Comparison of the Nine Months Ended September 30, 2003 and 2002

     Product Revenue. Product revenue increased 103% to $1.1 million in the nine months ended September 30, 2003 from $527,000 in the nine months ended September 30, 2002. Product revenue increased because it includes nine months of PowerLink product sales in 2003 and four months of PowerLink product sales in 2002.

     License Revenue. License revenue decreased 62% to $2.0 million in the nine months ended September 30, 2003 from $5.3 million in the nine months ended September 30, 2002. We believe that the reduction in license revenue is due primarily to the introduction of non-royalty bearing products by Guidant and sales of drug-coated stents, a competing technology, in the U.S.

     Cost of Product Revenue. The cost of product revenue increased 55% to $498,000, or 47% of product revenue, in the nine months ended September 30, 2003 from $322,000, or 61% of product revenue, in the nine months ended September 30, 2002. Cost of product revenue increased primarily because there were nine months of PowerLink sales during the first nine months of 2003 and four months of PowerLink sales in the same period of 2002. The cost of product revenue for the nine months ended September 30, 2002 included a $64,000 write-off of obsolete inventory.

     Research and Development.
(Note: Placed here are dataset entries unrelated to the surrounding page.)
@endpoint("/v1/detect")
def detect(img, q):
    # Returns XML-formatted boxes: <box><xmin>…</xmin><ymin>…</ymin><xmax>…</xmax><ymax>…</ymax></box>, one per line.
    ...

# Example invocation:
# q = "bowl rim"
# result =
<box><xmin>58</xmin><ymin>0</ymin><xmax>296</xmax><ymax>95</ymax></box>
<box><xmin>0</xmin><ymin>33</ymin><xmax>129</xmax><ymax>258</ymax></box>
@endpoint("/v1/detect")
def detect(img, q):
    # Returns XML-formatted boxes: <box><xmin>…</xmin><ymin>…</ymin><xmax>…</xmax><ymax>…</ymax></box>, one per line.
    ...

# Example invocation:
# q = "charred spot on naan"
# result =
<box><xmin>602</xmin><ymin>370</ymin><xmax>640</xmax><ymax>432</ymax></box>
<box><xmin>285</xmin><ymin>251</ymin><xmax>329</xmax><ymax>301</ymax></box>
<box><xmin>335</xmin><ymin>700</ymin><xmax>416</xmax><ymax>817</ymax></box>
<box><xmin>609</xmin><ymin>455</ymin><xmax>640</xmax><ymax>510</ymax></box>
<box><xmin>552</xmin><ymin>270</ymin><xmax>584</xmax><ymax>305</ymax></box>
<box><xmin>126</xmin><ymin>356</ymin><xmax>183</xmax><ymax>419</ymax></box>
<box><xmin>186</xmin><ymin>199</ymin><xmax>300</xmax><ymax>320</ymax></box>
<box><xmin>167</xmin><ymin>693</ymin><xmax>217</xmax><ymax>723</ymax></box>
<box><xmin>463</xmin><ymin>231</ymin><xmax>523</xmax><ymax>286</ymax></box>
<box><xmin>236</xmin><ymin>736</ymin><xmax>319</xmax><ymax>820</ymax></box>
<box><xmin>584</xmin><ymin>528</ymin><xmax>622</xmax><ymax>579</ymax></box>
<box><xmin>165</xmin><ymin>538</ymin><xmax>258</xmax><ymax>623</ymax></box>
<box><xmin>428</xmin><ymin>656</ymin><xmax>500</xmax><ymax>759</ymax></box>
Research and development expenses, which include clinical expenses, increased 8% to $5.1 million in the nine months ended September 30, 2003 from $4.7 million in the nine months ended September 30, 2002. The increase resulted primarily from an increase in PowerLink research and development expenses of $2.8 million, partially offset by lower research and development expenses of $2.4 million for our radiation catheter technology as we are nearing the completion of the related clinical studies.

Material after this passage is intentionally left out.